Earlier, President Trump revealed the plan for mutual tariffs. The key point is to impose a basic tariff of 10% on all countries and to impose different individual tariffs on about 60 countries labeled as 'worst'. As a result, mutual tariffs of 25% will be imposed on South Korea, 24% on Japan, and 34% on China. China previously had an additional tariff of 20%, bringing the total tariff rate to 54%.
The mutual tariff rates for other Asian countries are ▲Vietnam 46% ▲Taiwan 32% ▲India 26% ▲Thailand 36% ▲Indonesia 32% ▲Malaysia 24% ▲Cambodia 49% ▲Bangladesh 37% ▲Singapore 10% ▲Philippines 17% ▲Pakistan 29% ▲Sri Lanka 44% ▲Myanmar 44% ▲Kazakhstan 27% (in the order of announcement).

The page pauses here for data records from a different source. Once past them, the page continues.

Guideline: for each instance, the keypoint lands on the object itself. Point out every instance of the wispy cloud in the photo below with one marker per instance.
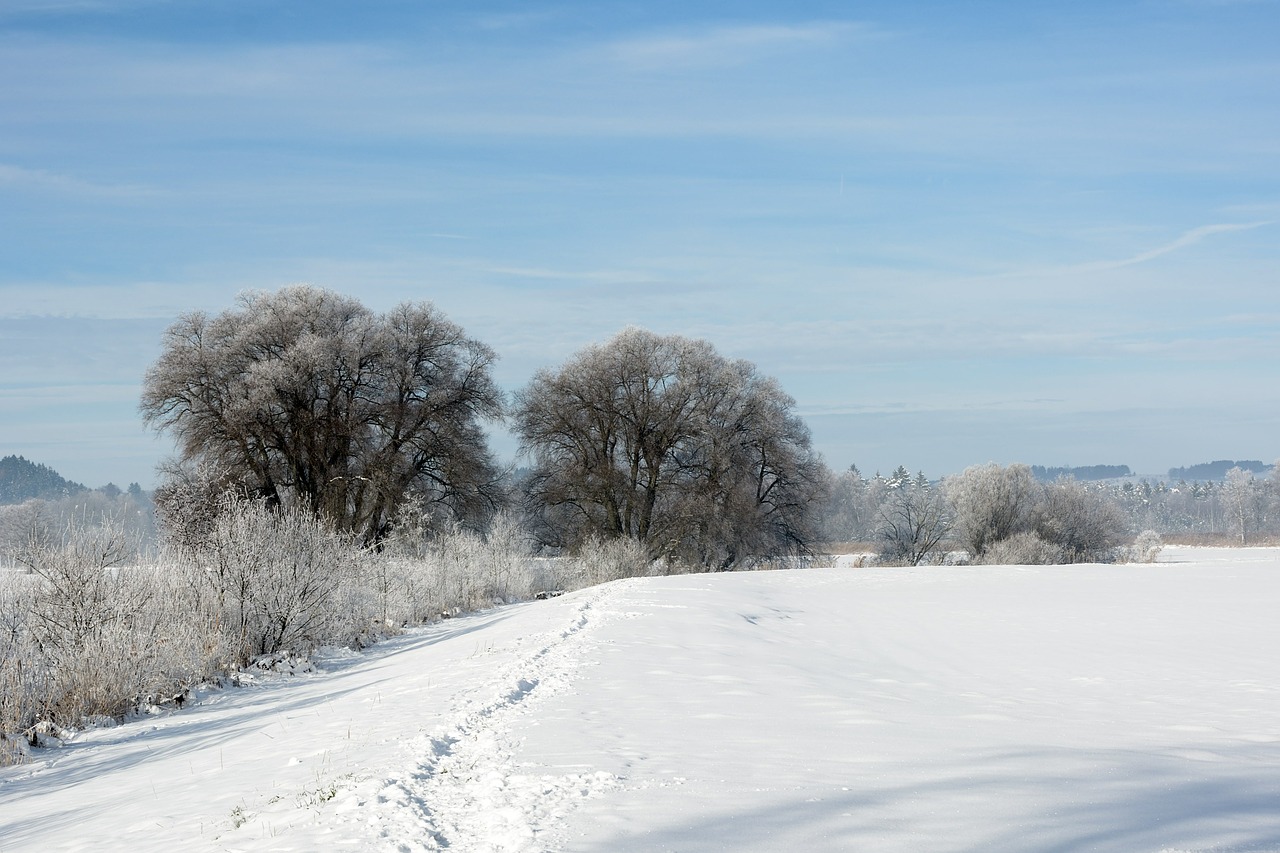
(40, 179)
(1188, 238)
(723, 46)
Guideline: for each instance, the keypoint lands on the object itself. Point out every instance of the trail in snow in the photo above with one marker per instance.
(1111, 708)
(465, 788)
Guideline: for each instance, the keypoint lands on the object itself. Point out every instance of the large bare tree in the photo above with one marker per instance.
(305, 395)
(663, 439)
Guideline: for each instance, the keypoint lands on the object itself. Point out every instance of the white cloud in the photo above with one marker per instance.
(44, 181)
(725, 45)
(1188, 238)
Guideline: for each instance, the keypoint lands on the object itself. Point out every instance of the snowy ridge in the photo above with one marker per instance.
(465, 789)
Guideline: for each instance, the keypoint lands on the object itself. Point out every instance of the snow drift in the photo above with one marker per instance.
(944, 708)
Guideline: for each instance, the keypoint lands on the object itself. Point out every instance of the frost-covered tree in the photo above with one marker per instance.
(305, 396)
(992, 503)
(662, 439)
(914, 519)
(1242, 502)
(1084, 524)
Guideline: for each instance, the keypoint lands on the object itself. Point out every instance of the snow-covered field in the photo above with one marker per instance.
(961, 708)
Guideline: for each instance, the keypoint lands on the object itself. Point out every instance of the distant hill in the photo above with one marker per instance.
(1082, 473)
(22, 480)
(1216, 470)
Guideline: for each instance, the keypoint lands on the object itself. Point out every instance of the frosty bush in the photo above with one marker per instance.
(1146, 547)
(282, 580)
(85, 635)
(599, 560)
(1023, 548)
(421, 575)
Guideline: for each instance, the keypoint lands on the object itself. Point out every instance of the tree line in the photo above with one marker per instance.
(305, 397)
(333, 484)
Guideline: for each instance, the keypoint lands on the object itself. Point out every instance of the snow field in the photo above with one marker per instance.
(1050, 708)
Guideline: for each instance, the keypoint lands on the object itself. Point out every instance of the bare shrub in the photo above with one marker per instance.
(1023, 548)
(280, 579)
(599, 560)
(992, 503)
(1146, 547)
(1084, 524)
(912, 523)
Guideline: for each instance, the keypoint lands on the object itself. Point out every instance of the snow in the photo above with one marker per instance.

Experts noted that the mutual tariff rate imposed by the U.S. on Asian countries exceeded expectations, leading to concerns about an economic recession. Nick Tweedale, senior analyst at AT Global Markets, said to Bloomberg News, 'This was a tougher move than expected. Most Asian markets, including Japan, have been hit hard, and both stocks and currencies are projected to plummet.' He particularly noted, 'The overall tariff on China is up to 54%, which will negatively impact global trade.'
Aroop Chatterjee, a strategist at Wells Fargo New York, pointed out, 'The tariff levels on Asia and Europe are much higher than expected,' adding, 'Aside from the U.S., Asia will bear the largest brunt after Canada and Mexico.'
Ueda Marito, head of market research at Japan's SBI, said, 'Japan has a large trade deficit with the U.S. in the automotive sector, making negotiations with the U.S. challenging,' predicting a strengthening of the yen as a result. He continued, 'With long-term U.S. interest rates declining and risk-averse sentiment increasing, there is a possibility that the Japanese stock market could plummet, and the yen could appreciate to the low 148 yen per dollar range.'
Experts diagnosed that the damage would be particularly severe, especially in emerging markets centered around Southeast Asia. Brendan McKenna, an economist for emerging markets at Wells Fargo, stated, 'The main target of this measure is clearly Southeast Asia.' Brad Bechtel, head of foreign exchange at Jefferies Financial Group, remarked that many emerging countries are still grappling with inflation issues, indicating that this measure could fuel global inflation.